Puis, sur le programme 209 « Solidarité à l'égard des pays en développement », M. Michel Charasse, rapporteur spécial, a formulé les observations suivantes :
- la justification au premier euro était complète ; les actions du programme avaient été reformatées et permettaient désormais d'identifier de manière beaucoup plus lisible les grands axes du programme ;
- un nouvel indicateur de la performance du FED avait été très opportunément intégré. Il pouvait néanmoins être amélioré et complété par un indicateur analogue sur le Fonds mondial de lutte contre le sida, la tuberculose et le paludisme ;
- l'aide multilatérale était prépondérante dans le programme avec 56 % des crédits de paiement, mais l'aide-projet n'apparaissait pas pour autant « sacrifiée », puisque les crédits de paiement s'inscrivaient en hausse de 9,4 %. L'AFD était désormais le principal opérateur de cette forme d'aide depuis l'achèvement des transferts à son profit de projets du Fonds de solidarité prioritaire ;
- le prélèvement sur le résultat de l'AFD pour compenser la pénurie budgétaire se pérennisait et s'amplifiait, puisqu'il devait atteindre 246 millions d'euros en 2008. A cet égard, M. Michel Charasse, rapporteur spécial, et M. Jean Arthuis, président, ont déclaré partager les interrogations du Comité interministériel d'audit des programmes (CIAP) sur la conformité de cette pratique aux principes budgétaires, dans la mesure où elle s'apparentait à une contraction de recettes et dépenses. Cette procédure contribuait également à la débudgétisation intégrale des contrats de désendettement-développement, dont les prévisions de décaissements, régulièrement supérieures à l'exécution, étaient fixées à 185 millions d'euros en 2008 ;
- enfin l'amélioration des décaissements du FED restait largement liée au recours à l'aide budgétaire et à des fonds multilatéraux. M. Michel Charasse, rapporteur spécial, a estimé qu'elle pourrait donner lieu - si aucun accord politique n'intervenait - à une importante sous-budgétisation de la contribution française en 2008, qu'il évaluait, au minimum, à 60 millions d'euros. Il a ajouté qu'un effort de sincérité budgétaire avait, en revanche, été accompli sur les dotations au Fonds français pour l'environnement mondial et à l'aide budgétaire post-conflit et de sortie de crise.

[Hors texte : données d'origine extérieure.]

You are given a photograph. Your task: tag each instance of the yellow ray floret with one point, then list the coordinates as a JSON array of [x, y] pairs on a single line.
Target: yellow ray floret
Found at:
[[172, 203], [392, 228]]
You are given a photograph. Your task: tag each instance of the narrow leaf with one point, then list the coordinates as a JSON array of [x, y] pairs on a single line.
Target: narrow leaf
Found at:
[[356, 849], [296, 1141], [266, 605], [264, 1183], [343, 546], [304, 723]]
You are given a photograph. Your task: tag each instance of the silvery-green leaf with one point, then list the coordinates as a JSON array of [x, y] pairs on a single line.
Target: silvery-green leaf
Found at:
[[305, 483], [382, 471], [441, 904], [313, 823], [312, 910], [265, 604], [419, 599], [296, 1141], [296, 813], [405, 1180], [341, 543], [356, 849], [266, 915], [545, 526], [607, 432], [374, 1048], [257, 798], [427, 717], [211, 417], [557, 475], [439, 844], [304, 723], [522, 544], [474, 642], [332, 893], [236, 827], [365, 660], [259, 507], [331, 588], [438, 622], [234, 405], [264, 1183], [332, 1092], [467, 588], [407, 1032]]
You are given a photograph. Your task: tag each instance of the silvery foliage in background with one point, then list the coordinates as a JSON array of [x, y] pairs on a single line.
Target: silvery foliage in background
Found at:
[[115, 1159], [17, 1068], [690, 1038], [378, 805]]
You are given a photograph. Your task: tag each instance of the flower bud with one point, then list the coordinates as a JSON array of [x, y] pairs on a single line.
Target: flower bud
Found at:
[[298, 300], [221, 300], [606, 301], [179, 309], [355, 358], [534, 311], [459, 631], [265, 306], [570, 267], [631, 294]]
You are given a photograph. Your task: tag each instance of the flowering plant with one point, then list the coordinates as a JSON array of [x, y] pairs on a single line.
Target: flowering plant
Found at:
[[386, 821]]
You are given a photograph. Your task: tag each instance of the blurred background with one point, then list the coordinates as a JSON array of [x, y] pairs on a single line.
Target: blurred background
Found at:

Il a également considéré que la création du nouveau programme 301 « Codéveloppement » était conforme à ses voeux et opportune, car elle traduisait, malgré le volume modique de ses crédits, une priorité du gouvernement. Il a formulé quelques remarques sur les indicateurs de performance, et recommandé plus particulièrement la création d'un nouvel indicateur, complémentaire de l'évaluation de la dépense fiscale et dédié aux résultats du compte et du livret d'épargne pour le codéveloppement.